The largest, Apatosaurus (think Jurassic Park), were from 70 to 90 feet long, 10 to 15 feet high, and weighed from 33 to 38 tons.
Standing in a single spot, sauropods could browse a vast swath of vegetation without ever having to change positions. All of this adds up to the ability to ingest and process incredible amounts of food, producing massive body size.
William Sellers and his team used a LiDAR laser to scan the entire 130-foot length of the Argentinosaurus huinculensis skeleton housed in Museo Municipal Carmen Funes and build a 3-D digital replica, pictured here.
With such long necks, sauropods swept out a huge feeding surface. But length wasn't the only factor—structure mattered too.
In these modeled figures, Apatosaurus (A) and Diplodocus (B) are shown in extreme flexed states, reaching down and laterally to ground level, and in C and D as if to reach as high as possible. The researchers showed that Apatosaurus could reach higher despite having a somewhat shorter neck than Diplodocus due to some key differences in its vertebral joints.
Not chewing meant that sauropods could consume massive amounts of food per day, as they didn’t waste any time masticating. Their guts were huge, but research shows that they didn’t spend a whole lot of time digesting it, allowing for fast turnover.
The lack of chewing also meant that sauropod heads could remain small, with no need for large jaw muscles. The small head opened the door for the evolution of a long neck (a small head could be easily supported), which allowed sauropods to become energy-efficient eating machines.
Fossilized footprints have been a major source of knowledge about dinosaurs. But now living animals can provide insights into their locomotion.
Tom Schanz and colleagues experimentally analyzed the footprint of an African elephant to show that the weight of the elephant can be calculated from the geometry of its footprint and properties of the soil, suggesting that the same could be done for long-gone sauropods.
Paleontologists have long known that sauropod bones were pneumatic (hollow and air-filled).
But as researcher Matt Wedel (here with a single C8 sauropod vertebrae) cautions in his collection paper, the pneumatic function of sauropod bones may not have started out exactly purposeful.
Although an untested hypothesis at this point, Wedel thinks that the sauropods’ pneumatic tail bones evolved randomly, much like humans sinuses, our own version of pneumaticity whose function remains unknown.
The haphazard location of holes along the tail furthers the notion they may have been selectively neutral. At some point, however, enough variation in tail pneumaticity likely existed for natural selection to pick up on the advantage of a lighter tail, just as it would favor a lighter and thus longer neck.
The ‘Fund no’ quarry at the fossil-rich Tendaguru Beds formation in Tanzania, left, preserved a tail of giraffatitan (Brachiosaurus) with the vertebrae roughly in order. The vertebrae are visible near the bottom of the photo here.

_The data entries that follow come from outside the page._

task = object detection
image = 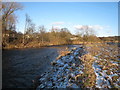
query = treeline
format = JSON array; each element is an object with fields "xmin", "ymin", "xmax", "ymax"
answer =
[
  {"xmin": 0, "ymin": 2, "xmax": 99, "ymax": 48},
  {"xmin": 99, "ymin": 36, "xmax": 120, "ymax": 42}
]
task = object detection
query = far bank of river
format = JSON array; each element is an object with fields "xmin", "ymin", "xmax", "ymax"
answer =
[{"xmin": 2, "ymin": 45, "xmax": 79, "ymax": 88}]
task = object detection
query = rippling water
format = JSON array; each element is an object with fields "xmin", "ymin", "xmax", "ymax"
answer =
[{"xmin": 2, "ymin": 45, "xmax": 77, "ymax": 88}]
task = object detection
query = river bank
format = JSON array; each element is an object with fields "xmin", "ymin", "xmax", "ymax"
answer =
[
  {"xmin": 2, "ymin": 45, "xmax": 77, "ymax": 88},
  {"xmin": 36, "ymin": 44, "xmax": 120, "ymax": 90}
]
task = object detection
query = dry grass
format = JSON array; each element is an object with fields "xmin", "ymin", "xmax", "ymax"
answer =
[{"xmin": 81, "ymin": 54, "xmax": 96, "ymax": 87}]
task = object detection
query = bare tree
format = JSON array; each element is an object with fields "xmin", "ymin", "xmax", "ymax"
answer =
[
  {"xmin": 1, "ymin": 2, "xmax": 23, "ymax": 43},
  {"xmin": 76, "ymin": 25, "xmax": 95, "ymax": 44},
  {"xmin": 2, "ymin": 2, "xmax": 23, "ymax": 30}
]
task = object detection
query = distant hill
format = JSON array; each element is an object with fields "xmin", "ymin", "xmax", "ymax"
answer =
[{"xmin": 98, "ymin": 36, "xmax": 120, "ymax": 41}]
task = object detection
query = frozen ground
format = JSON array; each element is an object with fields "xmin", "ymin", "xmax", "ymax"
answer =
[{"xmin": 37, "ymin": 43, "xmax": 120, "ymax": 90}]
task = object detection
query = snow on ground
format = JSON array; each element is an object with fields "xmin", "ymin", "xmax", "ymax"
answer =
[{"xmin": 37, "ymin": 43, "xmax": 120, "ymax": 90}]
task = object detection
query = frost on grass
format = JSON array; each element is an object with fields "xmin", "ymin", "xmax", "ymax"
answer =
[
  {"xmin": 89, "ymin": 45, "xmax": 120, "ymax": 88},
  {"xmin": 37, "ymin": 44, "xmax": 120, "ymax": 90}
]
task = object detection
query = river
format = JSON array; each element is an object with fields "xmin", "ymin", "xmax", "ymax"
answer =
[{"xmin": 2, "ymin": 45, "xmax": 78, "ymax": 88}]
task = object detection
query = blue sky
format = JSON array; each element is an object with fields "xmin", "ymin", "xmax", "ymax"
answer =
[{"xmin": 16, "ymin": 2, "xmax": 118, "ymax": 36}]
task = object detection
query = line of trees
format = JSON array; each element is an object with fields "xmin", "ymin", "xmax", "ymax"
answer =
[{"xmin": 0, "ymin": 2, "xmax": 98, "ymax": 47}]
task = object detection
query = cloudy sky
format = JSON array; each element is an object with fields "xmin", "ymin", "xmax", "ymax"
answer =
[{"xmin": 16, "ymin": 2, "xmax": 118, "ymax": 36}]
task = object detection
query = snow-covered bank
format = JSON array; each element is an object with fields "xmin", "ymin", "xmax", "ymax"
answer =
[
  {"xmin": 37, "ymin": 45, "xmax": 120, "ymax": 90},
  {"xmin": 37, "ymin": 47, "xmax": 85, "ymax": 89}
]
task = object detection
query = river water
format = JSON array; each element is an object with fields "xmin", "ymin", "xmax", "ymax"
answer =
[{"xmin": 2, "ymin": 45, "xmax": 78, "ymax": 88}]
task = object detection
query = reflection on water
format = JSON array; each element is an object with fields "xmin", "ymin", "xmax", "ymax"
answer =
[{"xmin": 2, "ymin": 45, "xmax": 78, "ymax": 88}]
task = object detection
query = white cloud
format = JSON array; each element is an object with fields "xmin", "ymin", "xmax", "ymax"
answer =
[
  {"xmin": 52, "ymin": 22, "xmax": 64, "ymax": 25},
  {"xmin": 73, "ymin": 25, "xmax": 103, "ymax": 30},
  {"xmin": 53, "ymin": 26, "xmax": 61, "ymax": 29}
]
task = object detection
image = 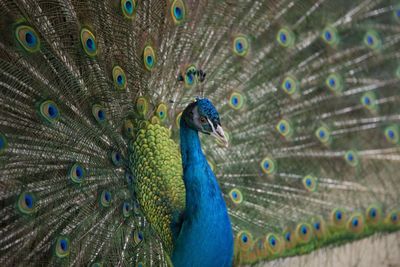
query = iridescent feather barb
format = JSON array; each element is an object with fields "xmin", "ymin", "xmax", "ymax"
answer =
[{"xmin": 0, "ymin": 0, "xmax": 400, "ymax": 266}]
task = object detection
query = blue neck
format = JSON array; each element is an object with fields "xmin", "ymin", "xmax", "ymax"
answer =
[
  {"xmin": 172, "ymin": 118, "xmax": 233, "ymax": 267},
  {"xmin": 180, "ymin": 119, "xmax": 206, "ymax": 170}
]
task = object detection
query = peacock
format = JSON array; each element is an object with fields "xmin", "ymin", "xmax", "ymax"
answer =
[{"xmin": 0, "ymin": 0, "xmax": 400, "ymax": 267}]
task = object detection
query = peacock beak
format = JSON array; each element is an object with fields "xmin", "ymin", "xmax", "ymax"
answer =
[{"xmin": 211, "ymin": 125, "xmax": 229, "ymax": 147}]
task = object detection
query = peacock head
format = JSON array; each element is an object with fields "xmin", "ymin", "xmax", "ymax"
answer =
[{"xmin": 182, "ymin": 98, "xmax": 228, "ymax": 147}]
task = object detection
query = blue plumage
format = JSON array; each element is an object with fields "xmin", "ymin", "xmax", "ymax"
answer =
[{"xmin": 172, "ymin": 99, "xmax": 233, "ymax": 267}]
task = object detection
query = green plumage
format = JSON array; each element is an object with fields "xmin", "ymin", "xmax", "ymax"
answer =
[
  {"xmin": 0, "ymin": 0, "xmax": 400, "ymax": 266},
  {"xmin": 129, "ymin": 121, "xmax": 185, "ymax": 253}
]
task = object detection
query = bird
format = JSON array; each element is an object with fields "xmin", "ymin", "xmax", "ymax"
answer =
[{"xmin": 0, "ymin": 0, "xmax": 400, "ymax": 267}]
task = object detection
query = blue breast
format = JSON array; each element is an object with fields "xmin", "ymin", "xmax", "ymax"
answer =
[{"xmin": 172, "ymin": 120, "xmax": 233, "ymax": 267}]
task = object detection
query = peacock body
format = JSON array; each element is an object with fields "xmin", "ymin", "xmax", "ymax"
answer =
[{"xmin": 0, "ymin": 0, "xmax": 400, "ymax": 267}]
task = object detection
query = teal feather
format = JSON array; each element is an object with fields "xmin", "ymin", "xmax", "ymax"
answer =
[{"xmin": 0, "ymin": 0, "xmax": 400, "ymax": 266}]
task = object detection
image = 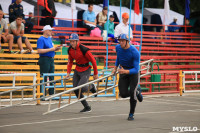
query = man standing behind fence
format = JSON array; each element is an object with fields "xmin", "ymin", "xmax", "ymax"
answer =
[
  {"xmin": 112, "ymin": 34, "xmax": 140, "ymax": 120},
  {"xmin": 37, "ymin": 25, "xmax": 60, "ymax": 95},
  {"xmin": 66, "ymin": 34, "xmax": 98, "ymax": 112}
]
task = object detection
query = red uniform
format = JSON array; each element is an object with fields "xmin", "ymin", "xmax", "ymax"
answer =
[{"xmin": 67, "ymin": 43, "xmax": 98, "ymax": 75}]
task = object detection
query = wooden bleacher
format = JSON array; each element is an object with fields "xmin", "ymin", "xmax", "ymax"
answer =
[{"xmin": 0, "ymin": 27, "xmax": 200, "ymax": 94}]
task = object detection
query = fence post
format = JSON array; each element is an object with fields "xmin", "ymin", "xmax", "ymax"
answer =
[
  {"xmin": 36, "ymin": 73, "xmax": 41, "ymax": 105},
  {"xmin": 179, "ymin": 70, "xmax": 184, "ymax": 96}
]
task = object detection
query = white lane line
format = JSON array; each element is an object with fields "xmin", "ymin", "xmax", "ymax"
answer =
[
  {"xmin": 144, "ymin": 100, "xmax": 200, "ymax": 107},
  {"xmin": 149, "ymin": 98, "xmax": 200, "ymax": 105},
  {"xmin": 0, "ymin": 108, "xmax": 200, "ymax": 128}
]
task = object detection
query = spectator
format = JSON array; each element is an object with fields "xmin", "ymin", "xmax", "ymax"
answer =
[
  {"xmin": 9, "ymin": 0, "xmax": 33, "ymax": 33},
  {"xmin": 9, "ymin": 0, "xmax": 25, "ymax": 23},
  {"xmin": 179, "ymin": 19, "xmax": 192, "ymax": 32},
  {"xmin": 66, "ymin": 33, "xmax": 98, "ymax": 113},
  {"xmin": 44, "ymin": 0, "xmax": 57, "ymax": 27},
  {"xmin": 168, "ymin": 17, "xmax": 179, "ymax": 32},
  {"xmin": 0, "ymin": 10, "xmax": 13, "ymax": 53},
  {"xmin": 104, "ymin": 15, "xmax": 115, "ymax": 39},
  {"xmin": 83, "ymin": 4, "xmax": 97, "ymax": 33},
  {"xmin": 96, "ymin": 6, "xmax": 108, "ymax": 29},
  {"xmin": 158, "ymin": 28, "xmax": 165, "ymax": 44},
  {"xmin": 114, "ymin": 13, "xmax": 133, "ymax": 40},
  {"xmin": 25, "ymin": 12, "xmax": 36, "ymax": 34},
  {"xmin": 9, "ymin": 16, "xmax": 36, "ymax": 54},
  {"xmin": 37, "ymin": 25, "xmax": 60, "ymax": 95}
]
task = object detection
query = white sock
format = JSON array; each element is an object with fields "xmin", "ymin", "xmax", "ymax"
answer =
[{"xmin": 20, "ymin": 49, "xmax": 25, "ymax": 53}]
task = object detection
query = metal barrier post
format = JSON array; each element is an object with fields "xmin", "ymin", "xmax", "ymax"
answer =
[
  {"xmin": 179, "ymin": 70, "xmax": 184, "ymax": 96},
  {"xmin": 36, "ymin": 73, "xmax": 41, "ymax": 105}
]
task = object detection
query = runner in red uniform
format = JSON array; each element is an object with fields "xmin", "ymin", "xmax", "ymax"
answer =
[{"xmin": 66, "ymin": 34, "xmax": 98, "ymax": 112}]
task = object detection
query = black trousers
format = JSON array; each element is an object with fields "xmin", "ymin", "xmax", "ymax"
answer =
[
  {"xmin": 38, "ymin": 57, "xmax": 54, "ymax": 95},
  {"xmin": 73, "ymin": 68, "xmax": 91, "ymax": 107},
  {"xmin": 118, "ymin": 74, "xmax": 138, "ymax": 114}
]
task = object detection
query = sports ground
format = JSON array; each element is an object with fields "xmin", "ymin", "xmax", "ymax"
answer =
[{"xmin": 0, "ymin": 93, "xmax": 200, "ymax": 133}]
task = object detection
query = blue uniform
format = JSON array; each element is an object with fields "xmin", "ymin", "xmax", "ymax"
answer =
[
  {"xmin": 8, "ymin": 2, "xmax": 24, "ymax": 23},
  {"xmin": 115, "ymin": 44, "xmax": 140, "ymax": 74},
  {"xmin": 37, "ymin": 36, "xmax": 55, "ymax": 57},
  {"xmin": 115, "ymin": 44, "xmax": 140, "ymax": 117}
]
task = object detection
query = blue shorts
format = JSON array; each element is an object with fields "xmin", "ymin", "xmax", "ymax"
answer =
[{"xmin": 13, "ymin": 36, "xmax": 26, "ymax": 43}]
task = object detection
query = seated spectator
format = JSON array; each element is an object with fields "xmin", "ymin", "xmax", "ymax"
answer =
[
  {"xmin": 104, "ymin": 15, "xmax": 115, "ymax": 39},
  {"xmin": 9, "ymin": 16, "xmax": 36, "ymax": 54},
  {"xmin": 193, "ymin": 18, "xmax": 200, "ymax": 33},
  {"xmin": 25, "ymin": 12, "xmax": 36, "ymax": 34},
  {"xmin": 9, "ymin": 0, "xmax": 33, "ymax": 33},
  {"xmin": 0, "ymin": 10, "xmax": 13, "ymax": 53},
  {"xmin": 83, "ymin": 4, "xmax": 99, "ymax": 34},
  {"xmin": 96, "ymin": 6, "xmax": 108, "ymax": 30},
  {"xmin": 114, "ymin": 13, "xmax": 133, "ymax": 40},
  {"xmin": 179, "ymin": 19, "xmax": 192, "ymax": 32},
  {"xmin": 168, "ymin": 17, "xmax": 179, "ymax": 32}
]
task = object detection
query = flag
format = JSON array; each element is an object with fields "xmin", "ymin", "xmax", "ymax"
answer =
[
  {"xmin": 103, "ymin": 0, "xmax": 108, "ymax": 8},
  {"xmin": 185, "ymin": 0, "xmax": 190, "ymax": 19},
  {"xmin": 134, "ymin": 0, "xmax": 140, "ymax": 15},
  {"xmin": 37, "ymin": 0, "xmax": 45, "ymax": 7},
  {"xmin": 164, "ymin": 0, "xmax": 170, "ymax": 19},
  {"xmin": 71, "ymin": 0, "xmax": 76, "ymax": 10}
]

The find was incorporated in the famous mounted skeleton of giraffatitan in the Museum fur Naturkunde in Berlin, right. With its front legs longer than the rear, and standing erect, researchers believe it to be the only sauropod to have used its neck in a giraffe-like pose for the purpose of eating.

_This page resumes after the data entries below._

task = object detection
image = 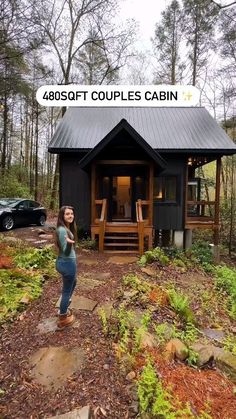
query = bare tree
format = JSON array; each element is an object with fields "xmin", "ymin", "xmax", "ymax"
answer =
[
  {"xmin": 183, "ymin": 0, "xmax": 218, "ymax": 86},
  {"xmin": 152, "ymin": 0, "xmax": 185, "ymax": 84}
]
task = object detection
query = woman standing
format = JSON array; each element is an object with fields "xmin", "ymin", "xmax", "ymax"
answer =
[{"xmin": 56, "ymin": 206, "xmax": 77, "ymax": 329}]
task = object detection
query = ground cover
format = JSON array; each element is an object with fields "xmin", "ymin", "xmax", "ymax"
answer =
[{"xmin": 0, "ymin": 229, "xmax": 236, "ymax": 419}]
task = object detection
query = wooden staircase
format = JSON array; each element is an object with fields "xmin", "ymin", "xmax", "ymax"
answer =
[
  {"xmin": 91, "ymin": 199, "xmax": 153, "ymax": 255},
  {"xmin": 104, "ymin": 222, "xmax": 139, "ymax": 253}
]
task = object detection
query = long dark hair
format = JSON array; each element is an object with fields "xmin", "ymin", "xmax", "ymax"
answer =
[{"xmin": 56, "ymin": 205, "xmax": 78, "ymax": 245}]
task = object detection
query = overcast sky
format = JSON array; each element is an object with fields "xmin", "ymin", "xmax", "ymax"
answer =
[{"xmin": 120, "ymin": 0, "xmax": 171, "ymax": 49}]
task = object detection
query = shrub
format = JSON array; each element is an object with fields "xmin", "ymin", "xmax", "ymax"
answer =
[
  {"xmin": 168, "ymin": 288, "xmax": 194, "ymax": 323},
  {"xmin": 215, "ymin": 266, "xmax": 236, "ymax": 318},
  {"xmin": 138, "ymin": 247, "xmax": 169, "ymax": 266}
]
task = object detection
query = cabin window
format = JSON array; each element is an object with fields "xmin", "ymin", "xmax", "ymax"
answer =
[{"xmin": 153, "ymin": 176, "xmax": 177, "ymax": 203}]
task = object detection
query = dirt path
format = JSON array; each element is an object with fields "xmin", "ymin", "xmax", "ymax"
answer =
[
  {"xmin": 0, "ymin": 243, "xmax": 140, "ymax": 419},
  {"xmin": 0, "ymin": 227, "xmax": 236, "ymax": 419}
]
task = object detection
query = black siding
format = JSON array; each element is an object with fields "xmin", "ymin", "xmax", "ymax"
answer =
[
  {"xmin": 60, "ymin": 153, "xmax": 91, "ymax": 230},
  {"xmin": 153, "ymin": 155, "xmax": 186, "ymax": 230}
]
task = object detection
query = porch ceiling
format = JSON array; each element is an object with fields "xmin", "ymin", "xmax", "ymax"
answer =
[{"xmin": 79, "ymin": 119, "xmax": 167, "ymax": 169}]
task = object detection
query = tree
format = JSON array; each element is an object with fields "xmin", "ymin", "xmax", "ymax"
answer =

Paleontologist Matt Wedel on a ladder to inspect the long and winding giraffatitian tale for his research on sauropod bones.
“Iguanas that are six feet long can hit people hard enough to split a leather jacket,” he says. “I shudder to think what a 60-foot Apatosaur could do with its tail.”
Sauropods have left an indelible mark on the human psyche, despite the fact that no human has ever seen one.
As collection editor Andy Farke writes, there is only so much one can tease from a skeleton. Although we may never know the exact details of sauropod biology, the research presented here goes a long way towards marking those boundaries of biological probability.
Not too bad for animals that have been dead for over 65 million years!